An unusual log house towers above: a bear-watching platform. Regrettably, there’s no sense watching for them at noon. They come to feed from the field planted especially for them at dawn and dusk. However, I can view the surroundings from a height.

“A she-bear with three cubs is our main star,” says Alexey. “Tasty apples grow here and, last autumn, I saw, with my own eyes, a cub climbing the apple tree and banging it, to get the apples to fall onto the ground, like a naughty boy. He threw fruit down to where his mother and two more cubs were standing. They picked it up and gobbled the apples down. Later, after ‘dessert’, they came to feed on the crops. All were standing on two paws, watching the territory. It was an adrenaline rush to observe.”

I wish I could see it myself.

“All right, let’s walk along the bear path, at least you’ll see the prints,” Mr. Prokoshin replies, seeing my thirsty look.

I eagerly agree but, after a few minutes, I feel too weary. The horse-flies here, in this realm of primeval nature, are huge, buzzing into my hair in large clouds. If I stop, enormous red ants creep into my open-toed shoes.

Alexey tells me, “Our forest flies are aggressive. Let’s ride towards the edge of the reserve, and we’ll show you Umka.”

Smart Umka bear first soaks the bread and only then eats it

Umka is a domesticated four-year-old she-bear. She’s such a beauty! She moves about her enclosure, eating oranges, throwing the peel towards the gate. She doesn’t pay attention to visitors. Having enjoyed her fruit, she switches to a more substantial meal. At one end of the enclosure is a bowl of bread; a bowl filled with water is at the opposite end. Umka picks a loaf of bread with her claw and then takes it to the water bucket, where she first soaks the bread, then eats it. If the loaf dissolves, she collects the pieces out of the water, using her paw as a scoop. After do so with the first loaf, she repeats again with the next. Alexey knows that it’s impossible to resist the beauty of the bear.

“Umka receives all the berries we confiscate from poachers, alongside other tasty foods. You should see her holding a bunch of blueberry plants, eating berry by berry, leaving none on the stems.”

It’s clear to see the affection of staff at the reserve, who’ve raised the bear from infancy.

How did Umka come to be in a forest zoo, and why isn’t she in the wild? It’s an interesting, yet sad, story. A cat-sized bear appeared near one of the villages, near Lepel. It frightened people, who thought that the bear mother would soon come for her cub. They called rescuers, but the little bear was scared and returned to the forest. After a couple of days, it came back, starving and weak. Most likely, it had lost its mother. The bear was taken to the district inspectorate for natural resources, where it was kept in the head’s room while authorities sought a place for it.  The decision was taken quite soon as, within half a day, Umka began nibbling a table and a chair. Ecologists called the reserve and requested that it take the hooligan bear. However, the cub was still of an age when it should have been suckling its mother’s milk, so it fell ill. The whole staff was involved in caring for the animal, with people cooking decoctions and porridges, using a baby’s bottle to feed the cub, and walking it on a leash.  

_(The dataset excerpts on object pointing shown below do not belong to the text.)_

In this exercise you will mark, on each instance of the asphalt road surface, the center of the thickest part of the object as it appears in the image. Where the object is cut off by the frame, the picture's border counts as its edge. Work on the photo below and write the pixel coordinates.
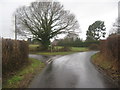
(71, 71)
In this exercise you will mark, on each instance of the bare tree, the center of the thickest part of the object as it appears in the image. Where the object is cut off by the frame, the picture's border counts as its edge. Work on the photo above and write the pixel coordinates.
(44, 20)
(116, 27)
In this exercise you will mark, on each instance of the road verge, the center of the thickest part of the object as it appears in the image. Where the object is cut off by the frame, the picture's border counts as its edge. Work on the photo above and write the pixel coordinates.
(105, 68)
(24, 76)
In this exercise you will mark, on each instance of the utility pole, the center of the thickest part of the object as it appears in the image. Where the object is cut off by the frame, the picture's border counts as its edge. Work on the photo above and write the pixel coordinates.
(15, 29)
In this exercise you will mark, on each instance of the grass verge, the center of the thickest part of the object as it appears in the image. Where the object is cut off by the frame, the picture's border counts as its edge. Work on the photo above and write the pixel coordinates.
(54, 53)
(108, 67)
(23, 77)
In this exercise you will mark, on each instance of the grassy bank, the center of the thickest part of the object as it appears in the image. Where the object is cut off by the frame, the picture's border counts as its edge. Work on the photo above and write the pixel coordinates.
(110, 67)
(73, 50)
(23, 77)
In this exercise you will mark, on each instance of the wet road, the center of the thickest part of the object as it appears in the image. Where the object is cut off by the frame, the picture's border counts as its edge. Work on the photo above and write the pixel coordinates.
(71, 71)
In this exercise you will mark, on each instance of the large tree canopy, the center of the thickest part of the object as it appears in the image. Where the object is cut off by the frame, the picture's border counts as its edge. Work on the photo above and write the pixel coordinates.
(44, 20)
(96, 31)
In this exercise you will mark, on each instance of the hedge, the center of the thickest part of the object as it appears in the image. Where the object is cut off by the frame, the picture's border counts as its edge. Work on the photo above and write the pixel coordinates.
(111, 47)
(14, 55)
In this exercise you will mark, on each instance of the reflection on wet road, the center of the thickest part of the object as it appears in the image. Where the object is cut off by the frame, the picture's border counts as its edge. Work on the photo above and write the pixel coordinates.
(71, 71)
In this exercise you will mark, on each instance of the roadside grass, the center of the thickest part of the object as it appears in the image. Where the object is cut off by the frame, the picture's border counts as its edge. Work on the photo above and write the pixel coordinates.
(102, 61)
(110, 67)
(33, 47)
(54, 53)
(79, 49)
(73, 50)
(23, 77)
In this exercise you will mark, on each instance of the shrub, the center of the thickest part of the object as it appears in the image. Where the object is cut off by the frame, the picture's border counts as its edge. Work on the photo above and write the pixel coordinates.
(14, 55)
(94, 47)
(111, 47)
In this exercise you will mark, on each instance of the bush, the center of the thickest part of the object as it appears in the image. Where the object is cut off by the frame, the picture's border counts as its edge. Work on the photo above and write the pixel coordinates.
(14, 55)
(94, 47)
(65, 48)
(111, 47)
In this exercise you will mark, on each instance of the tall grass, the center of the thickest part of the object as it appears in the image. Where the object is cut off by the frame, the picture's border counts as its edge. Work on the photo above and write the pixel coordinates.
(14, 55)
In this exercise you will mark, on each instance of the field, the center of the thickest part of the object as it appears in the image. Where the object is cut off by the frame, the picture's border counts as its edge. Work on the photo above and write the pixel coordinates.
(73, 50)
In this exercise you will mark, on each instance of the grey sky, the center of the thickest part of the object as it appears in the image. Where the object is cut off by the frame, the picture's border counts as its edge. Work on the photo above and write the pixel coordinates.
(86, 11)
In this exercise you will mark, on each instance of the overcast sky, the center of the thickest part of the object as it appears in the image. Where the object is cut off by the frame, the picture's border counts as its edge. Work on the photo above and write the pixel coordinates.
(86, 12)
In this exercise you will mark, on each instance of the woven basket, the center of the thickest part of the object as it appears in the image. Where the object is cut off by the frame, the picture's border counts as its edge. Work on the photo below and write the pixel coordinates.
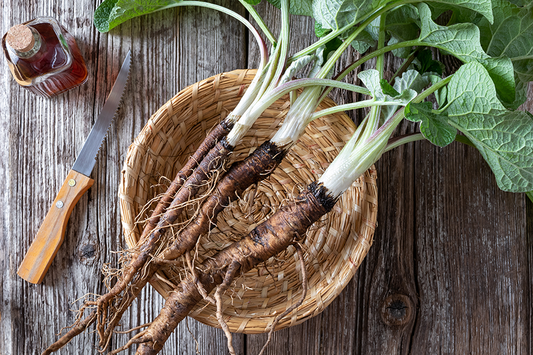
(334, 247)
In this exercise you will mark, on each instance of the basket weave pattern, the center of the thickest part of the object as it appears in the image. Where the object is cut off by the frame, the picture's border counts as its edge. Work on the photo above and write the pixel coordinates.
(333, 248)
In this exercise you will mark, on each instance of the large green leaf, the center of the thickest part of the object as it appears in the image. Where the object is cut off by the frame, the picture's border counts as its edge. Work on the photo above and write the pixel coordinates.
(463, 41)
(112, 13)
(504, 138)
(506, 142)
(511, 35)
(433, 125)
(471, 90)
(297, 7)
(334, 14)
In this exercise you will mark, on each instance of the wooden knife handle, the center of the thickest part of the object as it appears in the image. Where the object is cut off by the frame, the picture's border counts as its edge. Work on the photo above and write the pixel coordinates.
(50, 236)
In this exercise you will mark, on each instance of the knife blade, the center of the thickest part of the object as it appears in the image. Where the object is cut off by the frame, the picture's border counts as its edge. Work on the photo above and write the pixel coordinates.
(51, 234)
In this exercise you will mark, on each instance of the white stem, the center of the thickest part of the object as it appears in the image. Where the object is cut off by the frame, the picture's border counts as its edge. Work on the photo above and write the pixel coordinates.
(354, 159)
(298, 117)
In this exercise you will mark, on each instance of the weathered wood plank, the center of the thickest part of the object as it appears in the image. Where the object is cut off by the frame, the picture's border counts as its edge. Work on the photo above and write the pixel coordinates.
(456, 248)
(170, 51)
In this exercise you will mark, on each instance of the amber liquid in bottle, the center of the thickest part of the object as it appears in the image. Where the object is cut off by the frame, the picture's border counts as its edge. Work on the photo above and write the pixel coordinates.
(54, 65)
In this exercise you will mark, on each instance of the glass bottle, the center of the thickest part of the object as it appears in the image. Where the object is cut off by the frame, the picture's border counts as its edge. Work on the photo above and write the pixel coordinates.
(43, 57)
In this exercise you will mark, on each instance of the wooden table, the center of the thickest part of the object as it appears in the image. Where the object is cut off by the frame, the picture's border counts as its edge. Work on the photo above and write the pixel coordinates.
(450, 270)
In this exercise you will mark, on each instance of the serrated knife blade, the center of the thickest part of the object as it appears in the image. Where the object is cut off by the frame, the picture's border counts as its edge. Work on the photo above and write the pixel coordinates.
(51, 234)
(87, 158)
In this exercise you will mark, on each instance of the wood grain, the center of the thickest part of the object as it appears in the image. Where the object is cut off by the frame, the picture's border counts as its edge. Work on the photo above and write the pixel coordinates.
(51, 234)
(450, 270)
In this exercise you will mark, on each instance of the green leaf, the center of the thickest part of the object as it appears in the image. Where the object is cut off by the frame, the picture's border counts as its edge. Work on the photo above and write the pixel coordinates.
(112, 13)
(334, 14)
(370, 79)
(433, 125)
(504, 138)
(505, 141)
(426, 64)
(511, 35)
(296, 7)
(363, 42)
(401, 23)
(463, 41)
(472, 91)
(387, 88)
(319, 31)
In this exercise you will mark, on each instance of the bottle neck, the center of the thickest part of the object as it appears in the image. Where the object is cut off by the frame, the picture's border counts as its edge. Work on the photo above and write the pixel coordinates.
(33, 43)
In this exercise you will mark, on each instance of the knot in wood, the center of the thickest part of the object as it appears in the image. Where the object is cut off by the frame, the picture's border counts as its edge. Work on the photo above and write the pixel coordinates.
(88, 252)
(397, 310)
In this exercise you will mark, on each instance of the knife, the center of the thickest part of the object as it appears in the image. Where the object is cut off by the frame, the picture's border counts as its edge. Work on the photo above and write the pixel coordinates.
(52, 232)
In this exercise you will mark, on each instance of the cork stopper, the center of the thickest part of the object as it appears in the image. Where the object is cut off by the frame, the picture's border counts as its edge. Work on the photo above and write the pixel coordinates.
(20, 38)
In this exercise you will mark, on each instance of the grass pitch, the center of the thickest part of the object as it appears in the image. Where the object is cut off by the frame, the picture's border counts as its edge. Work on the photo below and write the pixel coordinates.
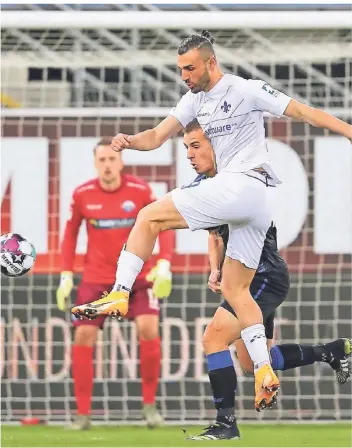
(329, 435)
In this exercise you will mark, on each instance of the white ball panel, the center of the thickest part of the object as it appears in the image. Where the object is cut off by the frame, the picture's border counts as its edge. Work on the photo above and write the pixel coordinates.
(28, 262)
(25, 247)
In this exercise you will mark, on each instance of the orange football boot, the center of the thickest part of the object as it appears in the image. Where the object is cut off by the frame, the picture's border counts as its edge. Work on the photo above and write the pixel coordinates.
(113, 304)
(266, 387)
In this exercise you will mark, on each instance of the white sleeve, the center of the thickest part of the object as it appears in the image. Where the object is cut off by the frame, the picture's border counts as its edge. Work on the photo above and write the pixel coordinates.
(267, 99)
(184, 109)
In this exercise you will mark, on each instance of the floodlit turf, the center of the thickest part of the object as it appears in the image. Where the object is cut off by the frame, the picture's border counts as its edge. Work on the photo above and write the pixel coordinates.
(334, 435)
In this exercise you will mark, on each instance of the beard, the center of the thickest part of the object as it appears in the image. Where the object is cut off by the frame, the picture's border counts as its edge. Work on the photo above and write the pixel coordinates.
(202, 83)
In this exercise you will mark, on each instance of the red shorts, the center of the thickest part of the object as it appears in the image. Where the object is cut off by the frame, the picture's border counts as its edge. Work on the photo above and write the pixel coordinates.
(141, 302)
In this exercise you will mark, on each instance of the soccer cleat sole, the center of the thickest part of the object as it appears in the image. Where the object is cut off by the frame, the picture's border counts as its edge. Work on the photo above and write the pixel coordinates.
(265, 396)
(266, 404)
(343, 374)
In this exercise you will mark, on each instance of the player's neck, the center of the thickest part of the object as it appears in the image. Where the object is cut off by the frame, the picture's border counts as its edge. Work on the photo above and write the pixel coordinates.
(110, 186)
(215, 79)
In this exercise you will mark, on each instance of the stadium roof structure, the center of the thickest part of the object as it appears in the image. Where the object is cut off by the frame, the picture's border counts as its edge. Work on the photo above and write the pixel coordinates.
(134, 41)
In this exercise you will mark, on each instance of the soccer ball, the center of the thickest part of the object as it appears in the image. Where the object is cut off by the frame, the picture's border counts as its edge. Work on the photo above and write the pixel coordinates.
(17, 255)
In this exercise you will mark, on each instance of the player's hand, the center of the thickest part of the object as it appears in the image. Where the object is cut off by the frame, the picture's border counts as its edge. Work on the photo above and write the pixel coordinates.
(121, 142)
(161, 277)
(214, 281)
(64, 290)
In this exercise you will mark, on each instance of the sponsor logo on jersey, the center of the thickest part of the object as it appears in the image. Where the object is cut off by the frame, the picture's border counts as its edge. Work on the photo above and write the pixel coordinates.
(128, 206)
(118, 223)
(226, 107)
(218, 129)
(94, 206)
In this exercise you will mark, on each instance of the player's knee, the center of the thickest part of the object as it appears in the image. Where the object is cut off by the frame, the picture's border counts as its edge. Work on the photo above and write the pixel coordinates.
(148, 217)
(232, 287)
(86, 335)
(214, 338)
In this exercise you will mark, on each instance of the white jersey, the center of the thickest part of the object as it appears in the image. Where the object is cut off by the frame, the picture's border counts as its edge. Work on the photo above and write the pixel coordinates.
(231, 115)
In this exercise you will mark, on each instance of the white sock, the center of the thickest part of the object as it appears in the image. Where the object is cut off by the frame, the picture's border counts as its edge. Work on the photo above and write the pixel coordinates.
(255, 341)
(129, 266)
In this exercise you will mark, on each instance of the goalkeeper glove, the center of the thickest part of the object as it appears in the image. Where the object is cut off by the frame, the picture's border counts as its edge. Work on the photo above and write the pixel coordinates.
(64, 290)
(161, 277)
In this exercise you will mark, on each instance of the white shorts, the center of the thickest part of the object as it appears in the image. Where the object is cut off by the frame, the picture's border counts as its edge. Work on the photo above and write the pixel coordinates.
(236, 199)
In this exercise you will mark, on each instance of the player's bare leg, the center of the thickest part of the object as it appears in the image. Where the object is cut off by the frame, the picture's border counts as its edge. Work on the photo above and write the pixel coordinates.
(235, 288)
(83, 371)
(154, 218)
(150, 357)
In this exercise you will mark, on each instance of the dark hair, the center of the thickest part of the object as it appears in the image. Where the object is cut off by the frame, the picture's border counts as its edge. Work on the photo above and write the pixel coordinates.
(104, 141)
(192, 126)
(203, 40)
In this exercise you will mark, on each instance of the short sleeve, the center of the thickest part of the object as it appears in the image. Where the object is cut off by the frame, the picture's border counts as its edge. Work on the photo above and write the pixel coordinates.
(266, 98)
(184, 109)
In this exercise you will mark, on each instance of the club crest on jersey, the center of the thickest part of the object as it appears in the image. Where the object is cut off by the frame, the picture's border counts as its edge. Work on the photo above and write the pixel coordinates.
(226, 107)
(128, 206)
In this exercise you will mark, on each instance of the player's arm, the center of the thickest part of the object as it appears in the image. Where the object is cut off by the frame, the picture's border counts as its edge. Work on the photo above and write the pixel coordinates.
(68, 250)
(216, 252)
(150, 139)
(317, 118)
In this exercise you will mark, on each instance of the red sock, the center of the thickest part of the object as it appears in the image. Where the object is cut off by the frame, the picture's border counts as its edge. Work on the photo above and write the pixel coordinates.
(150, 358)
(83, 373)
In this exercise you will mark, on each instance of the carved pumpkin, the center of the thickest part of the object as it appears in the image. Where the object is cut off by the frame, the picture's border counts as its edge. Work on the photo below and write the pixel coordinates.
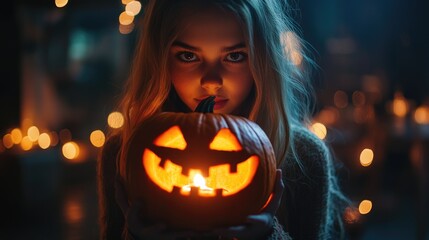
(199, 171)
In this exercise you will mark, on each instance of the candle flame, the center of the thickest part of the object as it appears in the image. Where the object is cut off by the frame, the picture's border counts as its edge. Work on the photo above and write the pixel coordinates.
(199, 181)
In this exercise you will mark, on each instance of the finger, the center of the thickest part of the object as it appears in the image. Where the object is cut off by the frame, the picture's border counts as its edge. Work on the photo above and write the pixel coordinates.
(274, 204)
(120, 196)
(279, 182)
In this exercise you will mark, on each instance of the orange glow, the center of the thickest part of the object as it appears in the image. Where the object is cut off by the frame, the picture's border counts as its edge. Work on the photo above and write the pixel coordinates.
(97, 138)
(365, 207)
(341, 99)
(220, 177)
(366, 157)
(199, 182)
(65, 135)
(26, 124)
(133, 8)
(44, 141)
(26, 143)
(61, 3)
(172, 138)
(225, 140)
(125, 18)
(70, 150)
(126, 29)
(7, 141)
(319, 130)
(73, 210)
(400, 105)
(33, 133)
(115, 120)
(16, 135)
(421, 115)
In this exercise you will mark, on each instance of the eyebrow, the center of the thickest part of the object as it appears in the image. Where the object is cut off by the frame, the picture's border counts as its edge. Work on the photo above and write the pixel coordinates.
(192, 48)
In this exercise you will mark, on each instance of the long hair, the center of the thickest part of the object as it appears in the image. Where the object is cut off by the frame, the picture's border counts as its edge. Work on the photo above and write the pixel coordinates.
(279, 61)
(282, 92)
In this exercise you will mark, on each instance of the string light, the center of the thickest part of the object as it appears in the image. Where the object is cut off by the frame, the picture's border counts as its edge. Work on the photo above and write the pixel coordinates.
(365, 207)
(33, 133)
(97, 138)
(44, 141)
(70, 150)
(366, 157)
(61, 3)
(319, 130)
(115, 120)
(16, 135)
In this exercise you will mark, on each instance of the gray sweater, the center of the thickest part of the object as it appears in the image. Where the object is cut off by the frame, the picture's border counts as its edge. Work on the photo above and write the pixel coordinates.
(308, 209)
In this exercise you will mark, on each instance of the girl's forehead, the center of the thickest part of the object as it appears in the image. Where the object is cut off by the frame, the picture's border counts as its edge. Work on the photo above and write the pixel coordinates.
(210, 25)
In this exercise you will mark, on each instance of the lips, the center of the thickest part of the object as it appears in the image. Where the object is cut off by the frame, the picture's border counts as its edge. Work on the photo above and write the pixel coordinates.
(220, 102)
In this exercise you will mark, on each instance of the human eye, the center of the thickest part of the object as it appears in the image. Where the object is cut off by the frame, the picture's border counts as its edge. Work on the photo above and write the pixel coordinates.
(187, 57)
(236, 57)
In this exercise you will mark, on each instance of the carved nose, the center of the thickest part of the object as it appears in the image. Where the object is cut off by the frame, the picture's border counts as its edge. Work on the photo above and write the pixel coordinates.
(212, 80)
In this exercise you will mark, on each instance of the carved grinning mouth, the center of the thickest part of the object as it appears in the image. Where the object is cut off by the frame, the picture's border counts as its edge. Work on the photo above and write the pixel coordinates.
(221, 179)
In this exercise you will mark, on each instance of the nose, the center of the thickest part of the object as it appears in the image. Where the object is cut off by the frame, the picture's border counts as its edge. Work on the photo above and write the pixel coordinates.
(212, 81)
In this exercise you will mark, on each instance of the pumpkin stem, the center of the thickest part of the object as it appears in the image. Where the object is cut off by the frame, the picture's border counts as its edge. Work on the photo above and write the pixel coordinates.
(206, 105)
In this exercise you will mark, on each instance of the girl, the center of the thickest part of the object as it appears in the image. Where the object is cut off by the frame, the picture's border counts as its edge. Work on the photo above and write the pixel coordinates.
(237, 52)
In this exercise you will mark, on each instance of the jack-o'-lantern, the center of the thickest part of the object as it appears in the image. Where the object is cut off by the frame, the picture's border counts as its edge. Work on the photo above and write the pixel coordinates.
(199, 171)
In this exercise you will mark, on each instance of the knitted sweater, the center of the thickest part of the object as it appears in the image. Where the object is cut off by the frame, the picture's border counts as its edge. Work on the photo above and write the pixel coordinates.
(307, 207)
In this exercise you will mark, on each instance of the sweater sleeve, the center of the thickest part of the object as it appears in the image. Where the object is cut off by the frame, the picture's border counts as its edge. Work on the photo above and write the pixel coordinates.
(306, 207)
(110, 216)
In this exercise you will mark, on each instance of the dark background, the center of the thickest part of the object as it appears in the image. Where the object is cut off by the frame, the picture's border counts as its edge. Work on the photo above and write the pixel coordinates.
(378, 48)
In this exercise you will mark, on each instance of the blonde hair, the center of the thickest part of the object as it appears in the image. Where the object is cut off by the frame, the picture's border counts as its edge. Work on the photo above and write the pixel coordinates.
(281, 94)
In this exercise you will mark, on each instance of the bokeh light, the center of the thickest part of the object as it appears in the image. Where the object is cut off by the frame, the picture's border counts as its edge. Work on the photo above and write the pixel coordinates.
(133, 8)
(70, 150)
(97, 138)
(33, 133)
(61, 3)
(319, 130)
(421, 115)
(7, 141)
(115, 120)
(365, 207)
(26, 143)
(366, 157)
(44, 141)
(400, 105)
(125, 18)
(16, 135)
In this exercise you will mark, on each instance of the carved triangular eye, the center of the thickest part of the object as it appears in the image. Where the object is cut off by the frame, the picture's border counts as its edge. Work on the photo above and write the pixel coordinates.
(225, 140)
(172, 138)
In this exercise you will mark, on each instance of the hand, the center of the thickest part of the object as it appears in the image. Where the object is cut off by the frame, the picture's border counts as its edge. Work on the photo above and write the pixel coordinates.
(259, 225)
(136, 228)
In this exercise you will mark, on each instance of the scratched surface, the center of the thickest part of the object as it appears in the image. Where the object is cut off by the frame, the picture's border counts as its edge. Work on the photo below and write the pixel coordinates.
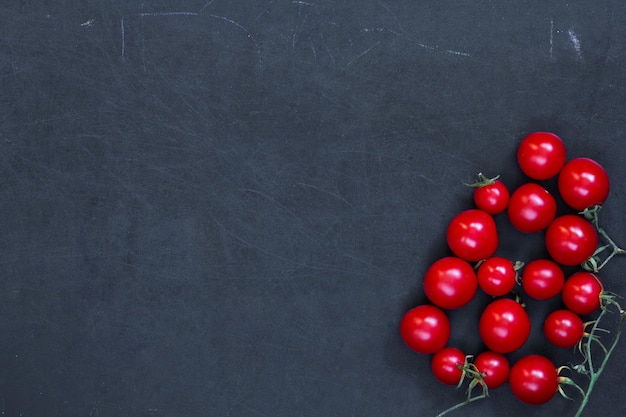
(224, 208)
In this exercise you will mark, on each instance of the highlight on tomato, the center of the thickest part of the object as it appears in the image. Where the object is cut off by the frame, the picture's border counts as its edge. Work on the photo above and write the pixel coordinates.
(541, 155)
(445, 365)
(531, 208)
(496, 276)
(472, 235)
(425, 329)
(534, 379)
(450, 283)
(583, 183)
(504, 326)
(571, 240)
(563, 328)
(542, 279)
(582, 293)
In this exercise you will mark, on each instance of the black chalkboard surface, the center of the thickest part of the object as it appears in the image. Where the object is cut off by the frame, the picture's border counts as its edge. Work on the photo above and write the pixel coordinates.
(224, 208)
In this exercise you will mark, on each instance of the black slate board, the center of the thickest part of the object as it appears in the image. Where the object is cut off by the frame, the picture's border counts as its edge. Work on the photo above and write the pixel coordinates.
(224, 208)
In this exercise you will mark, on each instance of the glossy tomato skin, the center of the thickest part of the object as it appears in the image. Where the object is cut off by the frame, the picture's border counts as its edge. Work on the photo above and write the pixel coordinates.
(583, 183)
(450, 283)
(541, 155)
(425, 329)
(531, 208)
(563, 328)
(492, 198)
(542, 279)
(504, 326)
(571, 240)
(534, 379)
(495, 366)
(444, 365)
(472, 235)
(496, 276)
(581, 293)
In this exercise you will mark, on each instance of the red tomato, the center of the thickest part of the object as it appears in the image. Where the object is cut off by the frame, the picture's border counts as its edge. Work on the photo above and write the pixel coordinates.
(492, 198)
(541, 155)
(563, 328)
(534, 379)
(496, 276)
(495, 367)
(531, 208)
(571, 240)
(581, 293)
(583, 183)
(444, 365)
(425, 329)
(542, 279)
(450, 283)
(504, 326)
(472, 235)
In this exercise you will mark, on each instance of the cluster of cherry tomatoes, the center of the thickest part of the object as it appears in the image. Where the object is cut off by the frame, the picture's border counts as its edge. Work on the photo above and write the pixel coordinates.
(452, 282)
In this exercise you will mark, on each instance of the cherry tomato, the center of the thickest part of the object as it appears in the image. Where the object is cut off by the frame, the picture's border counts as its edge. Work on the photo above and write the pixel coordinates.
(472, 235)
(571, 240)
(425, 329)
(581, 293)
(542, 279)
(495, 366)
(492, 197)
(534, 379)
(531, 208)
(504, 326)
(450, 283)
(583, 183)
(444, 365)
(541, 155)
(496, 276)
(563, 328)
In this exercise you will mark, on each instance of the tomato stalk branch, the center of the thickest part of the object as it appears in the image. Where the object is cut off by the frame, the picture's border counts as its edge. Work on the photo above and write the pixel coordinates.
(589, 370)
(469, 371)
(595, 263)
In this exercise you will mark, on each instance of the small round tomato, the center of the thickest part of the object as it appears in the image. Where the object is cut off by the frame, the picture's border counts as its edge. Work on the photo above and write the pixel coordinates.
(581, 293)
(571, 240)
(531, 208)
(583, 183)
(563, 328)
(495, 366)
(450, 283)
(534, 379)
(492, 197)
(425, 329)
(496, 276)
(541, 155)
(445, 365)
(542, 279)
(504, 326)
(472, 235)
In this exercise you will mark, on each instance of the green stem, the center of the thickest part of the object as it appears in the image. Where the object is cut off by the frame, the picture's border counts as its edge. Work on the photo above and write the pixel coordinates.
(596, 374)
(464, 403)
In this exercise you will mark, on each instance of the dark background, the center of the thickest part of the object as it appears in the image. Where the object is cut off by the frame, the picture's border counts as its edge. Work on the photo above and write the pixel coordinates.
(220, 208)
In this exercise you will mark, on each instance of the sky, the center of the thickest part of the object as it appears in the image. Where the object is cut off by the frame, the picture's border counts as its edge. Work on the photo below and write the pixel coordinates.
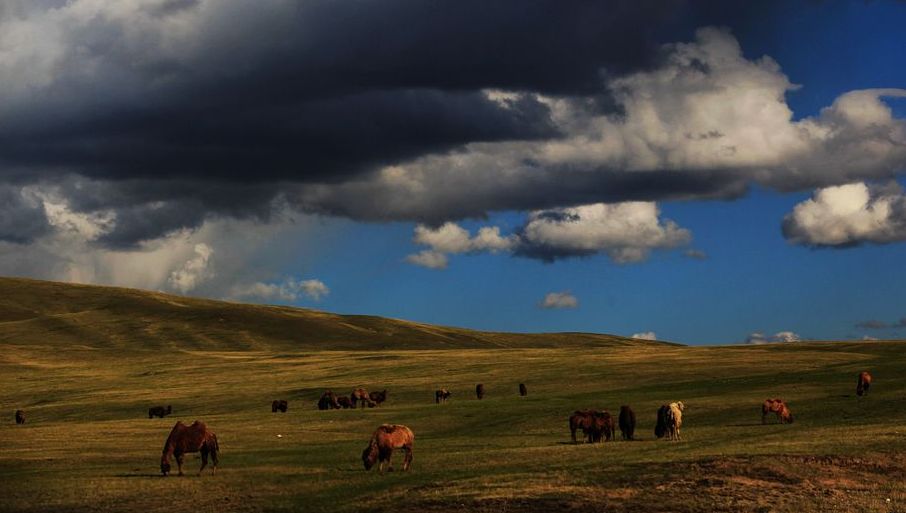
(689, 171)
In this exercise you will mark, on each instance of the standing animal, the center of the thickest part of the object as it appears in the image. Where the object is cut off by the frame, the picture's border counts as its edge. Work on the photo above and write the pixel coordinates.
(864, 383)
(675, 420)
(184, 439)
(159, 411)
(776, 406)
(328, 401)
(669, 421)
(360, 395)
(602, 427)
(378, 397)
(441, 396)
(581, 419)
(384, 440)
(627, 423)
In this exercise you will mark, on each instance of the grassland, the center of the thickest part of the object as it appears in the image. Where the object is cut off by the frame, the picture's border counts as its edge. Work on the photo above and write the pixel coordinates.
(89, 446)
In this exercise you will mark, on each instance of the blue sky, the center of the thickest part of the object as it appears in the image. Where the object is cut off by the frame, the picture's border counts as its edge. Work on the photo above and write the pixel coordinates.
(172, 180)
(752, 281)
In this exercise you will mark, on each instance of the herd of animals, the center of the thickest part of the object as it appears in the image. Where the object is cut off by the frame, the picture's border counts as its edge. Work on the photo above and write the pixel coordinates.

“Umka recovered quite soon and, whenever she saw trees, she would climb them. The leash was of no use when she had to be taken off the tree, so people did it with their bare hands. The bear, however, clearly understood that her new caretakers were not her mother. She would scratch and bite,” Andrey recollects. “I decided to find new hosts for her. At the time, we were already keeping an old bear named Mashka, and a second animal was too much for us. When staff members heard about those plans, they all came to me asking not to give Umka away. They had become attached to the animal, so I had to give in and build a new enclosure.”

The reserve boasts hundreds of interesting stories. You might think that it’s dull to be in the forest but its secrets are only revealed to those who are dedicated. More than 40,000 tourists come to Berezinsky Reserve every year, and many find a common language with nature. They return, exchanging the comforts of a prestigious sea resort for the tranquillity of Berezinsky Biosphere Reserve. Bears don’t mind having nature-loving guests.